A new clothing company’s impact is already being felt by recently-arrived Syrian refugees in Ottawa, but the firm’s young founders have ambitions to tackle an enormous global market.
Thawrih, founded last year by University of Ottawa students Sarah Abood and Sami Dabliz, develops activewear aimed at Sikh and Muslim athletes. Specifically, this means crafting traditionally-heavy cloth hijabs and turbans from more breathable materials and in a way that won’t collect sweat or fall off in action.
Both Abood and Dabliz worked as personal trainers while attending university and heard common complaints from their clients about not feeling comfortable working out at the gym in religious garb. Abood tells OBJ that she and Dabliz saw an opportunity to help people around the world with the same problem.
“We wanted to help them on a bigger scale, so we started to make sports hijabs,” she says.
The global Muslim population is nearing two billion today and Islam is the fastest-growing religion in the world; Sikhs represent roughly 27 million people worldwide. They’re both enormous markets for clothing companies, with giants such as Nike releasing its own version of a sports hijab late last year.
Abood thinks these big companies are missing the mark. Nike’s offering, for example, is emblazoned with its signature swoosh on the side – adorning religious garments with a corporate logo can be a deal-breaker for Muslim athletes.
“They don’t understand the community,” Abood says. Conversely, she says Thawrih’s team of nine is made up of members of Sikh and Islamic communities who are passionate about creating a product that’s right for their peers.
After less than a year in business, Thawrih has sold more than 600 products to customers across 18 countries. Beyond sport hijabs and turbans, the company has plans to create more modest activewear such as workout shirts and swim leggings.
Locally, the company has piloted a prototype tearaway hijab with the Ottawa Police Service to allow Muslim officers to work in suitable garb. One of the barriers to integrating hijabs into the OPS has been a potential choking hazard if any headpiece were grabbed during conflict.

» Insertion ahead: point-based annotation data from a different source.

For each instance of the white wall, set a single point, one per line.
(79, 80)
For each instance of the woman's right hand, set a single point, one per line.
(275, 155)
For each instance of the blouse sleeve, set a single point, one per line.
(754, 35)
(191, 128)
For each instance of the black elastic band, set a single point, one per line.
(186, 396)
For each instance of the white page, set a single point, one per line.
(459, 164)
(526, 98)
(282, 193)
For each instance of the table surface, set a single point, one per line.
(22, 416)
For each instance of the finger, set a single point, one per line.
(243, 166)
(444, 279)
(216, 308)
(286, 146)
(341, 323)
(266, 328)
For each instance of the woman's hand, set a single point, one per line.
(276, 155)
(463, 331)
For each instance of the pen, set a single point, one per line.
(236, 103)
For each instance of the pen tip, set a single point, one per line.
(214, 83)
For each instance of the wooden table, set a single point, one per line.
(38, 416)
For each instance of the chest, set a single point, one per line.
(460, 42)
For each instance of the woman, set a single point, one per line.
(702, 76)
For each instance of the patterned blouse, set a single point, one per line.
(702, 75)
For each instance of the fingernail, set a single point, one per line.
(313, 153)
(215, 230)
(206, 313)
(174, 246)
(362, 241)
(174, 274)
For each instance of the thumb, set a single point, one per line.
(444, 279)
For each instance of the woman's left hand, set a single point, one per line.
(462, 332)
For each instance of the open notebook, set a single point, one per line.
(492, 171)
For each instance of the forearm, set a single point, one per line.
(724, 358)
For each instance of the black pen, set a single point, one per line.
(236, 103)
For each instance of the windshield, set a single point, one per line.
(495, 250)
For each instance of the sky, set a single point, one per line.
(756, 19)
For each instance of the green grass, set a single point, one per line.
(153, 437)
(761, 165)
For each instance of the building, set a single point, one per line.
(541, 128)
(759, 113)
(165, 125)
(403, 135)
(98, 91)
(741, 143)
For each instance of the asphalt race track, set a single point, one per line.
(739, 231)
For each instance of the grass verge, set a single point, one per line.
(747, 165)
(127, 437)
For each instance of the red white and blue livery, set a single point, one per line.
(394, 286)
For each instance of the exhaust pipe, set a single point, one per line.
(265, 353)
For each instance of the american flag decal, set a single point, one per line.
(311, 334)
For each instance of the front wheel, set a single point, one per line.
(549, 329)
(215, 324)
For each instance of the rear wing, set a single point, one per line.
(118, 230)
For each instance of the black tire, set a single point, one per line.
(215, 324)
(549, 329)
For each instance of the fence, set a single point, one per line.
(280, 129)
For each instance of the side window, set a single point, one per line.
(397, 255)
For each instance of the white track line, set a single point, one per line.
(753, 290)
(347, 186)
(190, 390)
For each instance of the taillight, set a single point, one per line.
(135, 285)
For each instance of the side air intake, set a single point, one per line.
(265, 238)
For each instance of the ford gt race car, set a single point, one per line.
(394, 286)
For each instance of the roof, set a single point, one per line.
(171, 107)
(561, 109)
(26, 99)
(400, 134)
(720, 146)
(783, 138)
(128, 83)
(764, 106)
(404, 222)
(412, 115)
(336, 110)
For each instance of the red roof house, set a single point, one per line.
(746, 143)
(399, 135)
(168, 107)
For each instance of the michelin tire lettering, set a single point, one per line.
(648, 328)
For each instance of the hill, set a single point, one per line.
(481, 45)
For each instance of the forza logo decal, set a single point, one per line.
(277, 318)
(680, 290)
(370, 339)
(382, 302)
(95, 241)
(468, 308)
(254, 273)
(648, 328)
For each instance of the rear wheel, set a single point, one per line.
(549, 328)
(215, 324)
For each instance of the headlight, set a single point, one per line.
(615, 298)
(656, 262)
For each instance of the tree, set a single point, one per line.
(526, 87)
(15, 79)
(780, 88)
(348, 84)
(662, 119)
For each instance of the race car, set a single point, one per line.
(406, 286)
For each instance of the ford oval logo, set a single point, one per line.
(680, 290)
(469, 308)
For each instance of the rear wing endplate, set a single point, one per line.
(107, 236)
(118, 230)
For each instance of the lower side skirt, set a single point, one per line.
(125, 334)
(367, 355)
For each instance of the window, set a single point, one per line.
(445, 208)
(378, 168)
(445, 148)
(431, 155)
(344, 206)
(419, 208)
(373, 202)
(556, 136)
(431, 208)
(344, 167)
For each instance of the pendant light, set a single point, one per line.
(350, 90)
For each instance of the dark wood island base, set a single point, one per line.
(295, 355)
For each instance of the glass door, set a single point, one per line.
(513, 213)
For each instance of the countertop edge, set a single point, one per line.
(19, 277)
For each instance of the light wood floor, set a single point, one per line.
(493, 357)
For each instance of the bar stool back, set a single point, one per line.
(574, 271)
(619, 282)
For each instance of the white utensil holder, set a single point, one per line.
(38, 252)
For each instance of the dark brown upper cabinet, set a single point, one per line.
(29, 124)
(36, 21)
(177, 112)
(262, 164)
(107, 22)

The company has primarily been reaching its customers by sending its clothing out to brand ambassadors, who then post pictures of the gear in action on Instagram.
Thawrih will be among nine other companies presenting at the Startup Garage Rally on Aug. 30 at Bayview Yards. Abood says participating in the latest cohort of the University of Ottawa’s accelerator program gave the company access to knowledgeable professors and well-connected Startup Garage alumni.
“The best thing we got out of Startup Garage was our ability to network,” she says.
Making a difference in their local community has been a priority for Thawrih’s founders. To that end, the company’s clothing is entirely handmade in Ottawa by recently-arrived Syrian refugees.
Before Thawrih, Abood had launched a non-profit called Capital Welcomes to help with the integration efforts for Syrian newcomers to Ottawa. The organization solicited donations for a “free store” where families could come in to pick up food and household necessities.
“Outsourcing is just not something we’re looking to do."
Abood says a common problem she was hearing from these families was the difficulty in finding a job in an unfamiliar city where they didn’t speak the languages. She realized that by setting women up with a sewing machine, she could help them to support their families while getting settled.
Today, four Syrian newcomers work for Thawrih to make the company’s products. They’re paid on average between $25 and $30 an hour, depending on their output, and are often the sole source of income for their families.
As Thawrih grows, its production model is one Abood would like to see expanded globally. With the help of a regional coordinator on the ground, she says Thawrih could have newcomers in places such as Germany making hijabs and turbans for German customer orders.
“Outsourcing is just not something we’re looking to do,” she says.